PPA Repository Errors
If you see errors during `sudo apt update` related to the GPU-Viewer PPA, the repository may be temporarily unavailable. Try again after a few minutes, or switch to the Flatpak method instead.
Flatpak Permission Issues
If the Flatpak installation or launch fails with permission errors, ensure Flatpak is installed system-wide by running `flatpak –version` and confirming your remotes include Flathub:
flatpak --version
sudo flatpak remotes
Flatpak 1.14.10 Name Options flathub system
If Flathub is missing, re-run the install commands above or reinstall Flatpak using our installation guide.
Conclusion
GPU-Viewer delivers real-time insight into your graphics hardware performance with minimal setup.
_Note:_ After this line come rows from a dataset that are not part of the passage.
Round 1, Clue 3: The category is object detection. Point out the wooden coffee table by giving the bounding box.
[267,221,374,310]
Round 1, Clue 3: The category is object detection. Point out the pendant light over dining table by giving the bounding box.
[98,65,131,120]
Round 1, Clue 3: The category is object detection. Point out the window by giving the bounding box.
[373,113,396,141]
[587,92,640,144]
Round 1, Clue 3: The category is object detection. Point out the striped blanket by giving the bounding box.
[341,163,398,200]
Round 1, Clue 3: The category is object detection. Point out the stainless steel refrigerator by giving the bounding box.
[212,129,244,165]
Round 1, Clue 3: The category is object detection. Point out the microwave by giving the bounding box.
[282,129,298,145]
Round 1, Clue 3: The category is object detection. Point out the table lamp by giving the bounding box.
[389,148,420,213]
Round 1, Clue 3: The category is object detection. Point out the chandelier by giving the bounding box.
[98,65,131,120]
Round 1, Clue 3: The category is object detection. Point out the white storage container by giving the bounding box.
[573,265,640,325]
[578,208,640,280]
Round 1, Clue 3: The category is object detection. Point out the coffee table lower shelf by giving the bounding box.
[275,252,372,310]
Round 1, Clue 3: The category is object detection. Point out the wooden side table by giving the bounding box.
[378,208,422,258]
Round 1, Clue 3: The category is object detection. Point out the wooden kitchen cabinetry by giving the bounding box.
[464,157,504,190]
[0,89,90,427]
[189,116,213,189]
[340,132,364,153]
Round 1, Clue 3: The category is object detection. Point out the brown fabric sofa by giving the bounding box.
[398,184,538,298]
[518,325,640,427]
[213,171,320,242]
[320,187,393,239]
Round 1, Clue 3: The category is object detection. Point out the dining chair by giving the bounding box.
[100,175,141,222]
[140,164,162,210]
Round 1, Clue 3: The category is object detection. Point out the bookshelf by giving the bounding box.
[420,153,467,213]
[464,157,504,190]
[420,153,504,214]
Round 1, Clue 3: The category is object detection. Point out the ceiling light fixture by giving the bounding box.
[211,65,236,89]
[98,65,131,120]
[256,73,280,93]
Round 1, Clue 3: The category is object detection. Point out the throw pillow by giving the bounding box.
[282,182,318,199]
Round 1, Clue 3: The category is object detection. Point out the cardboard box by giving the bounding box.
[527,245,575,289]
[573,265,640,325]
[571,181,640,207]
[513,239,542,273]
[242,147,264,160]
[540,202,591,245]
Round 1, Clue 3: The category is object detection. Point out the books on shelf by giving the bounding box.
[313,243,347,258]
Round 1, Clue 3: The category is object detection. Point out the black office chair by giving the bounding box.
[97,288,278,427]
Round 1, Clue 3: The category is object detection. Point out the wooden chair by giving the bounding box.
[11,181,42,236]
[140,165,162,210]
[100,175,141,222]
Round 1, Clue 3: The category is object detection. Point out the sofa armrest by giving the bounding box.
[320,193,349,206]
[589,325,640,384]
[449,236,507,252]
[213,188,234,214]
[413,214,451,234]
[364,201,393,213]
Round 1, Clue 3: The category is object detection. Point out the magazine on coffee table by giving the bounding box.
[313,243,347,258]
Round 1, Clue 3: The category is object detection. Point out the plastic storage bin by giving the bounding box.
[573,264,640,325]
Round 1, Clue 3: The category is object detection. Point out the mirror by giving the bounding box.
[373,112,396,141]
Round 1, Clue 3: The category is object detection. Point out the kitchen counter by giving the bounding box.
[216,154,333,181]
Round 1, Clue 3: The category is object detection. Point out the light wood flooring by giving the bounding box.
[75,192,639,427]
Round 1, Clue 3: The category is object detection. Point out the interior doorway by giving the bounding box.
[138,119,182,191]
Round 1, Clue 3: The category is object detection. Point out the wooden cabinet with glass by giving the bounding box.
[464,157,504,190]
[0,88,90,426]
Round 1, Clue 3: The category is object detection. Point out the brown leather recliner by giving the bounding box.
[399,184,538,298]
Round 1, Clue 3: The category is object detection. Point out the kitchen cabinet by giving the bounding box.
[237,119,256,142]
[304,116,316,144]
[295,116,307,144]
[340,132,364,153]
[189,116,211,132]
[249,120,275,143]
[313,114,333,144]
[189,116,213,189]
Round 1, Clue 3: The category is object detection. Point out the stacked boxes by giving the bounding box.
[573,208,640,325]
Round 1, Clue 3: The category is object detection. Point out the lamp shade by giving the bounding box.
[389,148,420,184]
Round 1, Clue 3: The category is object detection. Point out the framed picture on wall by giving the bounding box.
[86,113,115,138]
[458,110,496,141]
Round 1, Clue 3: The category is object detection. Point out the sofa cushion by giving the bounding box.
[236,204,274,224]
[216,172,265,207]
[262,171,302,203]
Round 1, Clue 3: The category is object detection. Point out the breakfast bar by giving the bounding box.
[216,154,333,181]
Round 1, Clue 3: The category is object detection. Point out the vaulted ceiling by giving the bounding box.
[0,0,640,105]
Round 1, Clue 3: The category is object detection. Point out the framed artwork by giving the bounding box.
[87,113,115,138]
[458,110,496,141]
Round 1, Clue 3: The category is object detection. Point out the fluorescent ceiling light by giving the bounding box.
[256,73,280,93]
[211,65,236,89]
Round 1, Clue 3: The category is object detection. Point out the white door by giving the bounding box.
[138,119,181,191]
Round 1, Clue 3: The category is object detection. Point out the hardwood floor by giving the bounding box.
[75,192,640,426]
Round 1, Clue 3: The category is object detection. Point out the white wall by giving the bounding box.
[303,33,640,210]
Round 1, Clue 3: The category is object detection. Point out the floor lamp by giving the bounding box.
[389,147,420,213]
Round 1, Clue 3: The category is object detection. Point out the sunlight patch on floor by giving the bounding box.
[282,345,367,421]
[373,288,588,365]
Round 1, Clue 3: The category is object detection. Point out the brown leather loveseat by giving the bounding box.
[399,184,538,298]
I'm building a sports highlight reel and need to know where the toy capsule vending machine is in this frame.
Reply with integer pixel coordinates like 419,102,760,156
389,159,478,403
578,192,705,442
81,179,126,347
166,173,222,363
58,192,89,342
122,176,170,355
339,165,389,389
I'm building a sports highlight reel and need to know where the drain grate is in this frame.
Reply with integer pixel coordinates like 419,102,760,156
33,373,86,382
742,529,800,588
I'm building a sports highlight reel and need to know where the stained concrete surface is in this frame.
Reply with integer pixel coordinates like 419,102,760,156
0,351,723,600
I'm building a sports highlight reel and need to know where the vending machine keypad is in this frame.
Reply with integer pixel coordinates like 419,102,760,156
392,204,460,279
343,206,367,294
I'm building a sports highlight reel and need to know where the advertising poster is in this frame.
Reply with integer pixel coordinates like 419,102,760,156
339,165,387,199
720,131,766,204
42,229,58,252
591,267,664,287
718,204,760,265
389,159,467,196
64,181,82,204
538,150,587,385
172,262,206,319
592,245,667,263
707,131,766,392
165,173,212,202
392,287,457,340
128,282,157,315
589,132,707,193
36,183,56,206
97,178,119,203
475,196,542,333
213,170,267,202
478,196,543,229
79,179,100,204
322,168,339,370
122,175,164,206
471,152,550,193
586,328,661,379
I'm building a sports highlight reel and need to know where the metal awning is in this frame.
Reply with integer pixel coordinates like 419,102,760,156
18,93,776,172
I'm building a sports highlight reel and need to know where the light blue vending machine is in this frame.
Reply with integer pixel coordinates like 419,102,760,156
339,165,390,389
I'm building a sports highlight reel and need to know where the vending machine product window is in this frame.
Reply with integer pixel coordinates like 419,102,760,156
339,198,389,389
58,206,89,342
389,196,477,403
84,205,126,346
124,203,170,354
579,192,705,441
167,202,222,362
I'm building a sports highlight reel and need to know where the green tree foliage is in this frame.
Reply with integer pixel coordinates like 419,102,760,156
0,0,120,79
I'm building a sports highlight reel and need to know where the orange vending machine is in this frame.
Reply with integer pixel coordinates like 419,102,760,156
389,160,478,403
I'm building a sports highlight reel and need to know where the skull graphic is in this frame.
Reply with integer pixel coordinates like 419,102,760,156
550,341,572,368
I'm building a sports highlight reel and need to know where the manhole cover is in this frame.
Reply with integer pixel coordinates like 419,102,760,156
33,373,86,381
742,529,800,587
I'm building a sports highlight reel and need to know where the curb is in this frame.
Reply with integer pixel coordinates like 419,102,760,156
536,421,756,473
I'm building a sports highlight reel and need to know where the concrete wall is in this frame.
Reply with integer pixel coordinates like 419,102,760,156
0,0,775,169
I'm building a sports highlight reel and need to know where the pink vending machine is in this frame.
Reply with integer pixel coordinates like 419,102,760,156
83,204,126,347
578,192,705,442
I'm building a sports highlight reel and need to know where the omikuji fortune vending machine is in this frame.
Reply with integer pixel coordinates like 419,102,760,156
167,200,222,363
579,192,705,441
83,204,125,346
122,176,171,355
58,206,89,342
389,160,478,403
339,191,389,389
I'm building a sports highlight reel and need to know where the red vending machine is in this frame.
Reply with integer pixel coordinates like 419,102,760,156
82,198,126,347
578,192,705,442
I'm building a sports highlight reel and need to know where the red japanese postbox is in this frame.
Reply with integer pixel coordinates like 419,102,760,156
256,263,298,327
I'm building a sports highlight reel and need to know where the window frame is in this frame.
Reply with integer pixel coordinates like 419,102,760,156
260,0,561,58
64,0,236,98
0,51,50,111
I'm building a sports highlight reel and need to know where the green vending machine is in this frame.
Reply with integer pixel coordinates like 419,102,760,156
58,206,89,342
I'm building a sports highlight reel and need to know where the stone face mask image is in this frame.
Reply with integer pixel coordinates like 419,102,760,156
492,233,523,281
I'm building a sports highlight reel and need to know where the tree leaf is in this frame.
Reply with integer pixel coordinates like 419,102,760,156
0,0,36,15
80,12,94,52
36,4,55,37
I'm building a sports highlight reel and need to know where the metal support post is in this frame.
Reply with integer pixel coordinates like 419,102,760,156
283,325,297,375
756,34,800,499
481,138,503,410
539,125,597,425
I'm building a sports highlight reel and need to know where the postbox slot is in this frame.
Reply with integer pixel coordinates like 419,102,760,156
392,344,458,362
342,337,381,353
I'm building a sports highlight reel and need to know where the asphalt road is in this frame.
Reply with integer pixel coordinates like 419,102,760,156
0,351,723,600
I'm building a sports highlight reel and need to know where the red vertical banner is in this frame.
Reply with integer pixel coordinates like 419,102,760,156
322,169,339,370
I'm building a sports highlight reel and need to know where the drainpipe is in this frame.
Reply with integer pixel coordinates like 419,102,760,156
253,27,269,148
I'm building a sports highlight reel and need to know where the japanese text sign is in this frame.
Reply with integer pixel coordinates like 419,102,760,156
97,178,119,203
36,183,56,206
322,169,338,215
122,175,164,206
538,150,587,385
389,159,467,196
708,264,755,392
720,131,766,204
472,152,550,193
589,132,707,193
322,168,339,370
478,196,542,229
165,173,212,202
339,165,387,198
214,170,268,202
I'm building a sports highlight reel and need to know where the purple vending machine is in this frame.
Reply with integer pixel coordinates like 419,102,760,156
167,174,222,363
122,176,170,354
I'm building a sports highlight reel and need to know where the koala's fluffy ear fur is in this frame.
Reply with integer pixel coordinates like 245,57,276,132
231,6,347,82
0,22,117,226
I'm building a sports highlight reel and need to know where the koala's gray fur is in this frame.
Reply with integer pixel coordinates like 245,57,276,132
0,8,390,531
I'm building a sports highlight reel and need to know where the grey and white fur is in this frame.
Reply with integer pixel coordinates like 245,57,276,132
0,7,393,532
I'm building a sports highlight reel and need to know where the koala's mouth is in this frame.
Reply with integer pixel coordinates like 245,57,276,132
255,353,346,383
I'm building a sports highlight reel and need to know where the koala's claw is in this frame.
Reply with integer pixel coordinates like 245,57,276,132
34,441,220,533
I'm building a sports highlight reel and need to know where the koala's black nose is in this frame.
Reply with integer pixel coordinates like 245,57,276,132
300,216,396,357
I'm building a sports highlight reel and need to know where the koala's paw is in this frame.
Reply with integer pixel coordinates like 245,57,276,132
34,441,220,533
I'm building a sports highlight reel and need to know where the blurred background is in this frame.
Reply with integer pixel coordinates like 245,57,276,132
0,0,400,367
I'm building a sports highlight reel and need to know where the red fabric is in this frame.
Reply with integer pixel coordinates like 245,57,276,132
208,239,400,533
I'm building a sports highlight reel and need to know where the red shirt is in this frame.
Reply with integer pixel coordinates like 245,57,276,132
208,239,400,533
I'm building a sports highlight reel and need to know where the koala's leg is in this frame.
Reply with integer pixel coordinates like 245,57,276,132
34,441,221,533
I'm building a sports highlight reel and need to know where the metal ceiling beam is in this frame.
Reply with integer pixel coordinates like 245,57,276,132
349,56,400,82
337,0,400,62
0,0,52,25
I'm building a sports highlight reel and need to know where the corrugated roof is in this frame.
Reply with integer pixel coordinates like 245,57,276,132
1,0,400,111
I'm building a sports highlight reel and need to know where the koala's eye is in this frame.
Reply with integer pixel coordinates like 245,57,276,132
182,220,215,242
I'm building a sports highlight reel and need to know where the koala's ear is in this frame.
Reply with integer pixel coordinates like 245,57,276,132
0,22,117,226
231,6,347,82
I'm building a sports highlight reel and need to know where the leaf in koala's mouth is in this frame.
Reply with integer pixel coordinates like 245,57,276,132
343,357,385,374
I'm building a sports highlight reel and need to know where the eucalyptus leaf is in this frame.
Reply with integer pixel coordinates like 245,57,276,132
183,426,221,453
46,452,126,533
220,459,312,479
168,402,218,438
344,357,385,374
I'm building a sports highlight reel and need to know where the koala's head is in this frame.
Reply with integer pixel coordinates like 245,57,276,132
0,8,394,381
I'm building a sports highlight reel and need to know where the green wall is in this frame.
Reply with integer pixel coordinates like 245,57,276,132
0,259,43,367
Both installation methods (PPA and Flatpak) provide automatic updates and full access to performance metrics including GPU utilization, temperature, memory usage, and driver information. As of this update, Flathub ships version 3.20 while the PPA provides 3.02N2-1; check the version section above to confirm what you installed. Enable automatic security updates for your chosen method to maintain current driver support and patch any issues as they arise. If you encounter launch errors or see no GPU data displayed, verify your GPU drivers through your system settings or the NVIDIA and AMD driver tools, then revisit the troubleshooting section above.